Jan Cremer overleed afgelopen woensdag op 84-jarige leeftijd en hij werd herdacht zoals het een berucht schrijver annex kunstenaar betaamt, zowel op radio, tv, als in de kranten.
In 1964 gooide Cremer een steen in de Nederlandse literaire vijver met de autobiografische schelmenroman Ik, Jan Cremer. Het werd een internationale bestseller die twee jaar later werd gevolgd door een tweede deel. De twee boeken zouden later gebundeld worden, en ze zouden uiteindelijk meer dan vijftig keer herdrukt worden.
Het succes van zijn eerste tumultueuze roman zou hij nooit meer bereiken – de boeken die nadien verschenen waren in alle eerlijkheid niet meer dan slappe aftreksels, hoewel er nog altijd pontificaal met roedes in spelonken werd geroerd, zij het op Ibiza, dan wel in New York, want de wereld was Cremer’s werkgebied.

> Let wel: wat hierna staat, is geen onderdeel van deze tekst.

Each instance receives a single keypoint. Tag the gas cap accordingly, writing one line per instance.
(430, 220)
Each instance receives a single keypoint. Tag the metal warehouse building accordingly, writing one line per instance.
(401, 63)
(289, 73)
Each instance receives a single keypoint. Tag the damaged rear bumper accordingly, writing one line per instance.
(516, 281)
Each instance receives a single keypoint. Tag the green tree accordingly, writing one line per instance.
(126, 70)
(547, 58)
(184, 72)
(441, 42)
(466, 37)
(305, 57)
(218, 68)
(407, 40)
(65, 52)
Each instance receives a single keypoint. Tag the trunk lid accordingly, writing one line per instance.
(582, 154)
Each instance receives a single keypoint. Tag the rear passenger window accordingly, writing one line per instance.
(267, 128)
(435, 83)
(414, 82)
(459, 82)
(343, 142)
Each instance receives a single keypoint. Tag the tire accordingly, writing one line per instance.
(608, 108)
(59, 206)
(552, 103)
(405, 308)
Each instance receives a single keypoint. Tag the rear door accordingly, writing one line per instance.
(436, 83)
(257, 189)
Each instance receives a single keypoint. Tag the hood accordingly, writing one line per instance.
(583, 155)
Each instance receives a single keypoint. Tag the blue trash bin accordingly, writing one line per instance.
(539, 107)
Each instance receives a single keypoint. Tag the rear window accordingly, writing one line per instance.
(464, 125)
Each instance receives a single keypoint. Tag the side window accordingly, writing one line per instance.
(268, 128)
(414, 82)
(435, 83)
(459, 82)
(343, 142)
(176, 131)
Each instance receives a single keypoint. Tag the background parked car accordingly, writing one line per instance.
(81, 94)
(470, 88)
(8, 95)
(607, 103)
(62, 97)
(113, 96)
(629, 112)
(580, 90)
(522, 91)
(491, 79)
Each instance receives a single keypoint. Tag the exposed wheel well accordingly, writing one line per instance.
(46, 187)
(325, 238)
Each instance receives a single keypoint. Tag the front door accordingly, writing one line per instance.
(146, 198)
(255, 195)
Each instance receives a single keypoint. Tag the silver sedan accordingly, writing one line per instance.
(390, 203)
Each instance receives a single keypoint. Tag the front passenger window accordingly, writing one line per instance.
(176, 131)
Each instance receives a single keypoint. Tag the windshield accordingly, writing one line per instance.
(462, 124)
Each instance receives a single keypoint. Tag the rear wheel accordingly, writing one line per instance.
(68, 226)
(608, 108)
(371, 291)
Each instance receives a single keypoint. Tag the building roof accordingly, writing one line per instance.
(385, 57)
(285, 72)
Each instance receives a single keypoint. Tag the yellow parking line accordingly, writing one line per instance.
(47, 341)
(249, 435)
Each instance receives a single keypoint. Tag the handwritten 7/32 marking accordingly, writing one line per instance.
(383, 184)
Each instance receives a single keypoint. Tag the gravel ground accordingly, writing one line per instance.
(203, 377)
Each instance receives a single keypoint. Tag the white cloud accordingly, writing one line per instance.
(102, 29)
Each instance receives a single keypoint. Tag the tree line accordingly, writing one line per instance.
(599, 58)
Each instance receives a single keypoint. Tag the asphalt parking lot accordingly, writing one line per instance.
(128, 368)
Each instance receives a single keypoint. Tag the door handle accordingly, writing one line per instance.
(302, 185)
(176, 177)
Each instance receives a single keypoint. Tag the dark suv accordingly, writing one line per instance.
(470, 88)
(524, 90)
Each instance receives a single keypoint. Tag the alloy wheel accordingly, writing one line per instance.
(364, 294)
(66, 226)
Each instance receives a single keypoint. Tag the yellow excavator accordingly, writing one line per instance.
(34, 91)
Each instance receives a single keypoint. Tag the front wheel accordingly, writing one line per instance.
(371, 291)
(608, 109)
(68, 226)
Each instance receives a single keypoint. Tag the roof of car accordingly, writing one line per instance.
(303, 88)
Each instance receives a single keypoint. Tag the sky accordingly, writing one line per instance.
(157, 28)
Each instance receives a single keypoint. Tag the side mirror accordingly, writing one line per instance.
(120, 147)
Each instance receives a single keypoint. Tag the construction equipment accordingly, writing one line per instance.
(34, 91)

Maar Ik, Jan Cremer blijft overeind als de avonturenroman die de jaren zestig heerlijk opschudde. Hierin schrijft hij op de van hem bekende directe stijl over een bijzonder standje in het liefdesspel. Dat standje is zo bijzonder, och jongen, een beter standje bestaat er niet.
Deze zogenaamde flipstand ging na publicatie een eigen leven leiden. Er verschenen zelfs platen waarin de liefde voor de flipstand werd uitgesproken. Maar wát die flipstand exact betrof, dat wilde bedenker Jan Cremer nooit specificeren. Bestond de flipstand überhaupt wel? Cremer had er tenslotte een handje van de waarheid vrolijk in te kleuren.
In een analyse van Cremer’s werk schreef dagblad Trouw enkele jaren terug nog over “een seksuele variatie die nog altijd niet bevredigend is beschreven”. Met het overlijden van Jan Cremer zal het er dus ook niet meer van komen. Ook de flipstand heeft definitief het loodje gelegd.